The primary thing that hurt the film was its sense of identity. I can understand what it's trying to say regarding its themes and storytelling. However, writer/director Adamma Ebo didn't clearly know how to say it. In other words, the movie doesn't know what it wants to be. Was it supposed to be a comedy, a drama in the form of a mockumentary, or both? If it doesn't have a clue, I don't have a clue, either. Because of that, I was having a difficult time getting attached to the movie in a metaphorical and entertainment sense.
Even when it does attempt to provide some humor and provocative drama, it often comes off as flat or restrained. It's easy to see that poking fun at serious topics, including toxic marriages in church, is very challenging nowadays. We want to make people laugh, but we also don't want to anger those who are sensitive to these jokes. "Honk for Jesus" provides some comedic bits that stray from being over-the-top and overly tasteless in favor of shock value. The problem is that they didn't work for me. It's dry, awkward, and demeaning, but not in a way that makes me want to laugh and point fingers at the scenarios. The dramatic elements shown had more promise compared to the humor since they aren't afraid to showcase the dark side of the religious community. However, they came off as subpar and even disorganized with the movie's satire.

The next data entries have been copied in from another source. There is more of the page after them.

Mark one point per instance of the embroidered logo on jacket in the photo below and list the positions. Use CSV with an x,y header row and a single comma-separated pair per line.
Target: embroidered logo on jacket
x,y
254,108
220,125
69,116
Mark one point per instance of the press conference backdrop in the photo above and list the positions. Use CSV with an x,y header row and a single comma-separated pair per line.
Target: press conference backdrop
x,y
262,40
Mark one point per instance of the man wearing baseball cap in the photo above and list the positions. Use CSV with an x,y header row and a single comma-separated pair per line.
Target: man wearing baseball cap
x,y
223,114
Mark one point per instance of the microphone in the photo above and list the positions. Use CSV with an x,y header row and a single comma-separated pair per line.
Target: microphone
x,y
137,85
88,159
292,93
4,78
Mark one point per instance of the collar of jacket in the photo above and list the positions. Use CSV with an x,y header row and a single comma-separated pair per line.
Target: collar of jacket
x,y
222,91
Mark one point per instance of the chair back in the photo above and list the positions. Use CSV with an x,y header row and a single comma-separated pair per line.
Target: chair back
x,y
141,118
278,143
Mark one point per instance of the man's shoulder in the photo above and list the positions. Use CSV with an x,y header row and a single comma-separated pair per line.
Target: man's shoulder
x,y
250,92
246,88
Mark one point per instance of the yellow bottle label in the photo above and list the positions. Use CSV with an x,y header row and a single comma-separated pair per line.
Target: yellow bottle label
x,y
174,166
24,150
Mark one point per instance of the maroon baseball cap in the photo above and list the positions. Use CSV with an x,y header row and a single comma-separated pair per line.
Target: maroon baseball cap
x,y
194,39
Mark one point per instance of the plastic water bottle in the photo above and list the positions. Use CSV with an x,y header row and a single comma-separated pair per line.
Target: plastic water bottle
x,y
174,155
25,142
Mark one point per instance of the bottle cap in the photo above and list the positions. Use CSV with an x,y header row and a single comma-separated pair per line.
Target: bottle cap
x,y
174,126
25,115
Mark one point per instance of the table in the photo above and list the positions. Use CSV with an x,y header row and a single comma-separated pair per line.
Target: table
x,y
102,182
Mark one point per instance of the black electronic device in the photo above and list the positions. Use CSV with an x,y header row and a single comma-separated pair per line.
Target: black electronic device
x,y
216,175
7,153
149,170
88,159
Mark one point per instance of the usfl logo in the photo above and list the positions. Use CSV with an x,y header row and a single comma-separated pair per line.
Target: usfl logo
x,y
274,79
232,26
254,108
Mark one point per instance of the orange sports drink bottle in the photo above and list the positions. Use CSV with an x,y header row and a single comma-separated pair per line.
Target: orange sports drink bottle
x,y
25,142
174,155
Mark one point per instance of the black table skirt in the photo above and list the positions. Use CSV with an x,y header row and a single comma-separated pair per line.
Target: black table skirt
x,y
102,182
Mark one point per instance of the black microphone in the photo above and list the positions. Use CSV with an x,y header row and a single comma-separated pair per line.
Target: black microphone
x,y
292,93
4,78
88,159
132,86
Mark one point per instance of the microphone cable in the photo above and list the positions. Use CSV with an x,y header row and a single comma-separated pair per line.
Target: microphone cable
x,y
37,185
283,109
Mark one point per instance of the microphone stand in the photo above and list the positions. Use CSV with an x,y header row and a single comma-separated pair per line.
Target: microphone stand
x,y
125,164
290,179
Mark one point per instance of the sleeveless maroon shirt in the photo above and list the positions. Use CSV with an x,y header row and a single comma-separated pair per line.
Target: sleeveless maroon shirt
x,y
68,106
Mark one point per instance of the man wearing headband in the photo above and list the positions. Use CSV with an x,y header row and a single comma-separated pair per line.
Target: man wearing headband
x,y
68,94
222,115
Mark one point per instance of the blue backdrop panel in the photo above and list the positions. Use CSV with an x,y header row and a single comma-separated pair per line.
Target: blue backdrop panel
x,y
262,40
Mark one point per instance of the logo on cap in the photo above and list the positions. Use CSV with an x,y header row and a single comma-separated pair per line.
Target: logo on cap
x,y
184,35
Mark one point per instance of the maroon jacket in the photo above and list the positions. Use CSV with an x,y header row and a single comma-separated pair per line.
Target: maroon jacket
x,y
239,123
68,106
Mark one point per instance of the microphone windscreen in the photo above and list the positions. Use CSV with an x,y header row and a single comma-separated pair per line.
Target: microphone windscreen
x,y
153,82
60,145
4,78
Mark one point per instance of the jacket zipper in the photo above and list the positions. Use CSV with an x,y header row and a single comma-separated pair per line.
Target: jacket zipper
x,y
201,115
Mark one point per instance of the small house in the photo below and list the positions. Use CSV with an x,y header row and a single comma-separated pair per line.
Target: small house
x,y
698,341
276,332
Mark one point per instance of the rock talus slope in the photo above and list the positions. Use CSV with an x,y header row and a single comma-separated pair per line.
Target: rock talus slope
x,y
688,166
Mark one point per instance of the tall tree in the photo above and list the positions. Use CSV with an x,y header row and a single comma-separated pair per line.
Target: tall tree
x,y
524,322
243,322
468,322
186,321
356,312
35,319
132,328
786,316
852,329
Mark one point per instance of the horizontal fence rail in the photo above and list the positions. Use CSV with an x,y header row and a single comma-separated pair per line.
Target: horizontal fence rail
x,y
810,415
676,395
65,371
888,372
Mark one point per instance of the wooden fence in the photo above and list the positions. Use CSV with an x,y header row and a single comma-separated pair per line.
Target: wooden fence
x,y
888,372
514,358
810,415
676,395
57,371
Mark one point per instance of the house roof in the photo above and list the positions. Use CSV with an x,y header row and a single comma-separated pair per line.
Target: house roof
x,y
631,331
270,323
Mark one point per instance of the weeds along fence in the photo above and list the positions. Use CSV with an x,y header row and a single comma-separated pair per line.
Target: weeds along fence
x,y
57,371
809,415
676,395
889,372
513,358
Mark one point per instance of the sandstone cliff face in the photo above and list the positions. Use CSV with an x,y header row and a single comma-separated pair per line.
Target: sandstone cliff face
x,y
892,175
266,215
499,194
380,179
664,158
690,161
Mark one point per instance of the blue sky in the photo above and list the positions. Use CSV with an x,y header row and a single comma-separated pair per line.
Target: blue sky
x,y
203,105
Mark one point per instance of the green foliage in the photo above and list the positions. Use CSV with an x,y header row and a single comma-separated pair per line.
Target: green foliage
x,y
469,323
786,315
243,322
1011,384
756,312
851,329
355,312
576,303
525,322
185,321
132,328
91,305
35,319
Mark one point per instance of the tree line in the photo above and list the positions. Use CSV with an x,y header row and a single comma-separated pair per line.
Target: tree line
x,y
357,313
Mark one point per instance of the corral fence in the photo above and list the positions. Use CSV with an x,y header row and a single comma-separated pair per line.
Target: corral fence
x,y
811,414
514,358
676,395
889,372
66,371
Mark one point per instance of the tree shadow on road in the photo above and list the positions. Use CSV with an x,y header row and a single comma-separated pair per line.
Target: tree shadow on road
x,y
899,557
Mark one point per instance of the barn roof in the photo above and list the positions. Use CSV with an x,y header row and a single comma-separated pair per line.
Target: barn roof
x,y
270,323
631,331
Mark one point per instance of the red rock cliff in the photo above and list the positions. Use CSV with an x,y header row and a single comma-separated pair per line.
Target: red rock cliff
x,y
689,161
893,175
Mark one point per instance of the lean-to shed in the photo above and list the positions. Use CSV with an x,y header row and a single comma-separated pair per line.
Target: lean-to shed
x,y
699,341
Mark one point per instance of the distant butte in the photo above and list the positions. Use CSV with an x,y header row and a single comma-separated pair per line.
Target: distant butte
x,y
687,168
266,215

The only saving graces that lifted the film's spirits were the main leads. Regina Hall and Sterling K. Brown did a great job making their chemistry more engaging than the overall story. Hall successfully manifests a loving wife on the verge of uncertainty and mental madness while "supporting" her husband, with the third act being one of the best moments in her career. As for Sterling K. Brown, the "This Is Us" actor's turn as the sexually abusive pastor continues to prove his undeniable talent on the big screen that should not be ignored. Nicole Beharie and Conphidance also turned in good performances as Shakura and Keon Sumpter, another pastoral couple working to open their own church on Easter Sunday.
Overall, "Honk for Jesus. Save Your Soul." is a satire with plenty to say about the toxic church environment. However, it's also a bland and humorless representation that's more disorganized than organized religion. The main leads gave it their all as the troubling church duo, but the film's poor execution in its tone and script makes this one of the most disappointing experiences I've seen this year. It's surprising to see how heavily divisive the movie turned out, with critics liking it more than the audiences, possibly due to its topics and the audience's expectations. It's even more surprising that my viewpoint on the film aligns with what the audience is saying. It did what it could to address this distasteful topic as a satire, and I appreciate it for doing so. But in the end, the final result wound up as something that's not my cup of tea.